OBJECTIVES To identify clinical measures that aid detection of impending severe mobility difficulty in older women. DESIGN Cross-sectional and longitudinal cohort study. SETTING Urban community in Baltimore, Maryland. PARTICIPANTS One thousand two community-dwelling, moderate to severely disabled women aged 65 and older in the Women’s Health and Aging Study I. MEASUREMENTS Self-report and performance measures representing six domains necessary for mobility: central and peripheral nervous systems, muscles, bones and joints, perception, and energy. Severe mobility difficulty was defined as usual gait of 0.5 m/s or less, any reported difficulty walking across a small room, or dependence on a walking aid during a 4-m walking test. RESULTS Four hundred sixty-seven out of 984 (47%) had severe mobility difficulty at baseline, and 104/474 (22%) developed it within 12 months. Baseline mobility difficulty was correlated with poor vision, knee pain, feelings of helplessness, inability to stand with feet side by side for 10 seconds, difficulty keeping balance while dressing or walking, inability to rise from a chair five times, and cognitive impairment.
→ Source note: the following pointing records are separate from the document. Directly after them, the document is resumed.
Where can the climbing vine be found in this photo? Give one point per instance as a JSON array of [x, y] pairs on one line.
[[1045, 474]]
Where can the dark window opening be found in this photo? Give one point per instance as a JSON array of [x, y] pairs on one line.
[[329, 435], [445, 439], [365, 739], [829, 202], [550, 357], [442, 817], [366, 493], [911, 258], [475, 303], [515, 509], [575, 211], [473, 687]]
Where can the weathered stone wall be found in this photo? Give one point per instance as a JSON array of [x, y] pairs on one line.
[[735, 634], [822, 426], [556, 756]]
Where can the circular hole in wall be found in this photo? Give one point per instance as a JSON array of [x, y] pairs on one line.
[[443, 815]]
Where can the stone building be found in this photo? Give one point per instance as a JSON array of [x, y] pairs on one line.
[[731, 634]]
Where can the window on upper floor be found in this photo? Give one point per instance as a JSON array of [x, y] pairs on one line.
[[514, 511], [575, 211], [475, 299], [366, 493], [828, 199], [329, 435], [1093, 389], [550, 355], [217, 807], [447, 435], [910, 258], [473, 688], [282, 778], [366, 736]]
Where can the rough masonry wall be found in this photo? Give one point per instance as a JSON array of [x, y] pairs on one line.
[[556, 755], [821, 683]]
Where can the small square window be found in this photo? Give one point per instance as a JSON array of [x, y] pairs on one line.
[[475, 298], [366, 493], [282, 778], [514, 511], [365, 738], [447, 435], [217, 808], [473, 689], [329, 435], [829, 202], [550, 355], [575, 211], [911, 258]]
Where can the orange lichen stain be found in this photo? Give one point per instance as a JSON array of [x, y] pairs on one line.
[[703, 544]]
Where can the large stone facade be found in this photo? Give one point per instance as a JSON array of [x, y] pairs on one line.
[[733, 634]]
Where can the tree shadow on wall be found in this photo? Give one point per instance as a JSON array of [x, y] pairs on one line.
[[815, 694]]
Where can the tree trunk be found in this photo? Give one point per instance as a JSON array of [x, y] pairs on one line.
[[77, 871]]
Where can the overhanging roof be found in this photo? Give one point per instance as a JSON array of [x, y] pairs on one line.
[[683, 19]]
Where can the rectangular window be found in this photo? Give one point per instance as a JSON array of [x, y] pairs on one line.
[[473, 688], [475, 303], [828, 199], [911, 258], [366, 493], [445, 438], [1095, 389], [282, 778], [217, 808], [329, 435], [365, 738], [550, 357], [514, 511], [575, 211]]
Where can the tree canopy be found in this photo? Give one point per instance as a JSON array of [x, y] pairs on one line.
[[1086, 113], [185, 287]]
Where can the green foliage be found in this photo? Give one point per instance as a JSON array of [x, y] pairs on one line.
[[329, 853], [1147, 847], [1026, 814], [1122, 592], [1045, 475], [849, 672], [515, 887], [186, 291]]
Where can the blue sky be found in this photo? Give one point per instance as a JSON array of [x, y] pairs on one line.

Of these, knee pain (odds ratio (OR) = 1.74, 95% confidence interval (CI) = 1.05–2.89), helplessness (OR = 1.87, 95% CI = 1.10–3.24), poor vision (OR = 2.03, 95% CI = 1.06–3.89), inability to rise from a chair five times (OR = 2.50, 95% CI = 1.15–5.41), and cognitive impairment (OR = 4.75, 95% CI = 1.67–13.48) predicted incident severe mobility difficulty within 12 months, independent of age. CONCLUSION Five simple measures may aid identification of disabled older women at high risk of severe mobility difficulty. Further studies should determine generalizability to men and higher-functioning individuals.